Executive Summary: nice breakfast; alternative Bukhara; back to the Madrassas; dicing with a dodgy tum
Hearty and delicious breakfast this morning which was great as we ate very little yesterday. Enjoying staying in this little local gem so far.
We are tucked away up a small alley just off the Layabi-Khaus pond which is pretty close to all the main sights.
Being the prole that I am, I have to say that initially my first thought today was do I really want to see any more madrasahs, mosques and museums? Luckily Steve felt the same so we agreed to just wander about rather than plan out our day.
We found a nice photo gallery with some very atmospheric pictures, but more impressive was the short-eared cat that lived there. It’s flat ears gave it a quite angry appearance but it was friendly, if infuriatingly reluctant to have its photo taken. Maybe that’s what happens when you live with a photographer.

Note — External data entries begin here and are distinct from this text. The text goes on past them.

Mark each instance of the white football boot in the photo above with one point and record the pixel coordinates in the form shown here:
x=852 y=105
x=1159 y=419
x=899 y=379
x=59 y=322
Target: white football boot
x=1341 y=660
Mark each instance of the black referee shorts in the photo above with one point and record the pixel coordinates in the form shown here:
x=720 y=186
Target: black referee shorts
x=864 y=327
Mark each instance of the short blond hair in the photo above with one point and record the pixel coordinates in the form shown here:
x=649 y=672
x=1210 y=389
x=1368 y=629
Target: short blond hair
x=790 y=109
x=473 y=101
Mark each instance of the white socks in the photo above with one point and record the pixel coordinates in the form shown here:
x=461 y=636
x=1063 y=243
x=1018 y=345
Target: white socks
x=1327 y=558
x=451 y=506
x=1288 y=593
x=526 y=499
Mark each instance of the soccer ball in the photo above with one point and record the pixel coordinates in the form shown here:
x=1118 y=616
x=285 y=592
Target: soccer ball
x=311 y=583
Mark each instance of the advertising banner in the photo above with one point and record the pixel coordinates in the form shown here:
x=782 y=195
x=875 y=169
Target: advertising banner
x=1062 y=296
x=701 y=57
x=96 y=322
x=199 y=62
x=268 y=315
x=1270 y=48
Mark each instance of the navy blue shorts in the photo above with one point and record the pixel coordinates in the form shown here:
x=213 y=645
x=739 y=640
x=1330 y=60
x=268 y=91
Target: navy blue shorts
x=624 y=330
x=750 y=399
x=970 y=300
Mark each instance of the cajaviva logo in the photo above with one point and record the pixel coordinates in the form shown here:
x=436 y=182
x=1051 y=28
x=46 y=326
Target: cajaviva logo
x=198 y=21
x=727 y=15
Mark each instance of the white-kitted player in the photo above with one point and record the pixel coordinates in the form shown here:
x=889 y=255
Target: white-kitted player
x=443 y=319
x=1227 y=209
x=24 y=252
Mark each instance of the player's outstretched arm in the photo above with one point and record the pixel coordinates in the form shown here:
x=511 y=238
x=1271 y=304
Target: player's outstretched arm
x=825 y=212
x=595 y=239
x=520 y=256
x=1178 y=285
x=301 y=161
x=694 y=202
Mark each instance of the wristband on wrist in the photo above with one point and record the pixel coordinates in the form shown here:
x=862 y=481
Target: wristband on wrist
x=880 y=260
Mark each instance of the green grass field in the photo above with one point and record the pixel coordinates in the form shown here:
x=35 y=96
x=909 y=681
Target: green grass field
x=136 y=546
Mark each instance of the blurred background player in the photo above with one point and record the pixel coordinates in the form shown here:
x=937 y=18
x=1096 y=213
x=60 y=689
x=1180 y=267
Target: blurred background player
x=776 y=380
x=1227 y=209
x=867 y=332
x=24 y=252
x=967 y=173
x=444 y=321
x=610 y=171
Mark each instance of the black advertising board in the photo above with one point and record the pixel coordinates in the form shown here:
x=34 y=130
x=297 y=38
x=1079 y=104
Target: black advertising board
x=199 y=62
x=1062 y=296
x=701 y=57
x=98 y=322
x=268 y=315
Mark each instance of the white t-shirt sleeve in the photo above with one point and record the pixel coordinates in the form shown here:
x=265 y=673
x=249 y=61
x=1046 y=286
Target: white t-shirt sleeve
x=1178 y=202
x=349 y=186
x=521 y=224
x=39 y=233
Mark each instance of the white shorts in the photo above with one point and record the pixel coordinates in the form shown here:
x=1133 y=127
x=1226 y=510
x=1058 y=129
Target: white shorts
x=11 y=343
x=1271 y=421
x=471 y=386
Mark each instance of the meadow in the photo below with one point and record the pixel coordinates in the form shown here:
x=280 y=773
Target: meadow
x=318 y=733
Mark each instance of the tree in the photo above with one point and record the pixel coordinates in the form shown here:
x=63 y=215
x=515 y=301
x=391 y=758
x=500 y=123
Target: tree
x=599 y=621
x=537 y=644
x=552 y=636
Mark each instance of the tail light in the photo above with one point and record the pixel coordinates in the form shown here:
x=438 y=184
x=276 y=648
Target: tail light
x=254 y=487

As we strolled along, I heard live music playing and stuck my head round a door to see what was going on. We were invited in to see three dancers rehearsing. I happened to see the dance they were performing on tv in Khiva so it was a real treat to watch them.
Next we spotted a tower which looked like a converted water tower. For £5 you can get a lift up to the top and see the sprawl that is Bukhara. The story behind it is interesting as the information given on the 10 minute info film is quite different to that given on various websites. basically up until the early 20th century, Bukhara had terrible problems with clean water and people were becoming very ill. According to the film, a German architect designed the water tank and a new water system. However, no website seems to mention him and all say it was Soviet designed. The water tower helped provide clean water until it was damaged by fire in the 1970’s. It was then renovated by “local entrepreneurs” according to various websites (but they were definitely a French couple in the film) and turned into an attraction with a (French) restaurant at the bottom. Who is telling the truth? Answers on a postcard please.
The rest of the day was spent stumbling across beautifully renovated (you’ve guessed it) mosques, Madrassas and mausoleums, interspersed with various eating opportunities.
I’ve been living dangerously by ordering drinks such as smoothies and iced coffee. I don’t do this deliberately. After I’ve ordered them I regret it and then worry that I’m going to be ill. The water is literally poison here. You should see the pipes it’s carried in. They are above ground and unbelievably rusty. You do not want to let a drop pass your lips. I think I must have a death wish. I’ll be having a salad next.
Bhukara by night is a more muted affair than Khiva, not helped by a chilly wind blowing. After a lacklustre meal, this evening we went walkabout hoping to see various edifices lit up but only the minaret was aglow. Ah well, maybe Samarkand might be more impressive at night- we will find out tomorrow.